I’ve never read a Kay Scarpetta novel before, so maybe I’m missing the overarching appeal, but there were like a million logic leaps in the story made by Dr. Scarpetta, her FBI profiler husband and her ingenious (but no legal boundaries niece). They just seem to know what the killer is thinking at all times. It’s weird and frustrating that no one calls anyone out on making assumptions. Everyone just runs with them.
The black and white nature of the relationships is pretty frustrating as well. Scarpetta is in love with her husband, so he is always described in a positive light: intelligent, good looking, cool headed, sure footed, etc. Even when she describes his ability to get “inside a killer’s head” and how he becomes distant and frankly scary towards her, often on the edge of violence, it’s forgivable. Scarpetta is hurt and betrayed by Marino and so the man can do no right: can’t train his dog, plays political games, insensitive, short tempered. It’s maddening. Then there’s her niece. This is a woman who openly is involved with the murder victim at hand and is still a part of the investigation AND is known to essentially tamper with evidence when it benefits her. This is all overlooked by her aunt who is also her boss.

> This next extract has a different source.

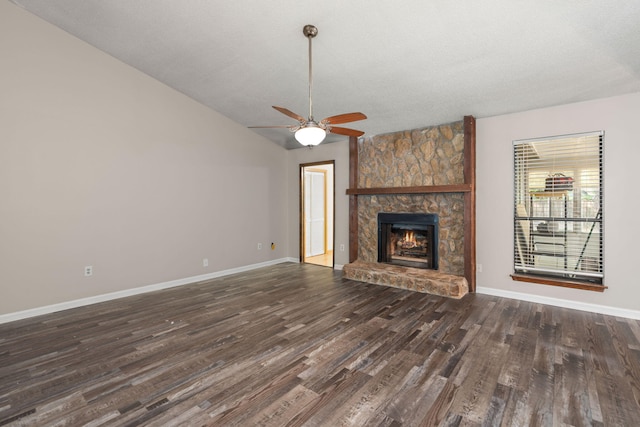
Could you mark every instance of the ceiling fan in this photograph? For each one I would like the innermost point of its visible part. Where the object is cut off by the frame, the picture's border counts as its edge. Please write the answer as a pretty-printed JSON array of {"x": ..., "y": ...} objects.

This wasn’t a bad book. It wasn’t a good book. It would probably be better for someone who already knew the characters and the world they operate in, so maybe this was just a bad book in a series to start with. My grandpa was reading this the last time I saw him and he said it was ok, and I’d agree with that. It was available from the library so I didn’t really lose anything but some time. No biggie.